After that, it was only natural that he set down a small collection of English folk songs for the guitar and voice, having already written five volumes of folk songs for voice and piano. Keeping with the tradition of his folk song arrangements, the melody is kept unaltered from its original source, while the accompaniment dramatically changes the feeling of each song. Its role is scenographic and illustrative. In “Sailor-Boy,” the single guitar line imitates the boyish aspiration of the protagonist to become a sailor. The once-dignified guitar part in “The Soldier and the Sailor” progressively gets looser, louder, and drunker, well into “a pot of good beer.” And when the ghost of Jimmy’s wife in “The Shooting of his Dear” appears in the courthouse, she’s accompanied by a faint, haunting tremolo of the guitar behind her.

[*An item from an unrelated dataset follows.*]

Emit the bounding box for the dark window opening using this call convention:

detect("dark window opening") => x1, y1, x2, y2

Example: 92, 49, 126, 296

Coming to the end of our musical journey, we arrive back to where we began, in France. But this time with actual French folk songs, ironically not by a native French composer, but the Hungarian-born Mátyás Seiber. While Ravel’s mind was in the far East, Greece, and elsewhere, Seiber would be the one to give the guitar and voice ensemble the French folk songs they needed. In 1959 he published his Four French Folk Songs, just two years before Britten’s sixth volume above. Britten may have even been inspired by these four lovely gems, which were dedicated to the same Julian Bream who edited all of Britten’s guitar works. Unfortunately Seiber would die in a car crash the next year, only 55 years old, making these some of his last compositions.
It’s difficult not to adore these songs. Being adept in jazz theory, Seiber’s use of harmony and melody are exquisite, as is the emotional content each song embodies. “Réveillez vous” sustains long, lyrical vocal lines above a gentle guitar part whose extended harmonies slowly rock back and forth. The almost over-the-top romanticism in “Le Rossignol,” heightens the alluring use of the text’s double entendre. These contrast with the snide humor of “J’ai descendu,” and the uncompromisingly wild “Marguerite, elle est malade,” bringing our recording to a close with wine glass in hand.